Most of the AQL samples use just one branch in the FROM clause, like:
EHR CONTAINS COMPOSITION CONTAINS OBSERVATION.
I’m wondering what would be the correct FROM notation when more than one ENTRY is needed. Some examples below.
SELECT o1/data[…]/…/value, o2/…, …
FROM
COMPOSITION c [archid] CONTAINS OBSERVATION o1 [archid2],
COMPOSITION c [archid] CONTAINS OBSERVATION o2 [archid3],
COMPOSITION c [archid] CONTAINS OBSERVATION o3 [archid4]
WHERE …
SELECT o1/data[…]/…/value, o2/…, …
FROM
COMPOSITION c [archid]
CONTAINS OBSERVATION o1 [archid2] AND
CONTAINS OBSERVATION o2 [archid3] AND
CONTAINS OBSERVATION o3 [archid4]
WHERE …
select
a_a/data[at0002]/events[at0003]/data[at0001]/items[at0004]/value,
a_b/data[at0001]/events[at0006]/data[at0003]/items[at0004]/value
from EHR e
contains COMPOSITION a
contains (
OBSERVATION a_a[openEHR-EHR-OBSERVATION.body_temperature.v1] and
OBSERVATION a_b[openEHR-EHR-OBSERVATION.blood_pressure.v1])

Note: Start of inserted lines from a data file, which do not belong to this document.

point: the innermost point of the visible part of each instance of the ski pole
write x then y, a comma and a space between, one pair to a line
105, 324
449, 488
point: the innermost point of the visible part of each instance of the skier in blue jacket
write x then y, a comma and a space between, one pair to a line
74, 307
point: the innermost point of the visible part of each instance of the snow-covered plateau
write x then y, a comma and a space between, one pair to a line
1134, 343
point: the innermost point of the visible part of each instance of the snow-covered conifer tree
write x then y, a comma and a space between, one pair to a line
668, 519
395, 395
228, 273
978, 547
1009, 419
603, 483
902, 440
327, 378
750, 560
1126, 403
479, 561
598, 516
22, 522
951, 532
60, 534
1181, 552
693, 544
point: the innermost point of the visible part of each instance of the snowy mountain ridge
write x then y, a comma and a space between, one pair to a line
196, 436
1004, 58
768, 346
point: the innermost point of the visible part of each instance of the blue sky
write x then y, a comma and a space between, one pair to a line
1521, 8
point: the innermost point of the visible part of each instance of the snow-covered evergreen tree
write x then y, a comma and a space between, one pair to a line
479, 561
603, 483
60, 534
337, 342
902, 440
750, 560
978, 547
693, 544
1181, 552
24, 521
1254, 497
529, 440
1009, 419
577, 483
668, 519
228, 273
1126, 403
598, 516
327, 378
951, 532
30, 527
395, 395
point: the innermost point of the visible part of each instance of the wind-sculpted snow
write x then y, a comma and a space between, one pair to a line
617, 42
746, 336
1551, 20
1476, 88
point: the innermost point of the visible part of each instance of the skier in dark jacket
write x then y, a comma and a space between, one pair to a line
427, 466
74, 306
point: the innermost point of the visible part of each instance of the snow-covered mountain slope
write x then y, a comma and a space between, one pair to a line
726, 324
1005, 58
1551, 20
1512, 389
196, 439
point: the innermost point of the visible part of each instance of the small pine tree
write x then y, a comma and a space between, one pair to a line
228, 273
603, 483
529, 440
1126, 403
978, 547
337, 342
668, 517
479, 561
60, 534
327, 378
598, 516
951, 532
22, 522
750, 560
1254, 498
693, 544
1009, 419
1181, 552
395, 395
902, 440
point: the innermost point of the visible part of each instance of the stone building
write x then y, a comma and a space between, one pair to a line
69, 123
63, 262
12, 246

this should be the right way to express the query. I think an account for EHRSCAPE could be of help if you want to dig deeper into AQL.
Thanks, my goal besides understanding the syntax is to improve the current spec, so I’m testing some use cases against the AQL spec instead of using specific implementations.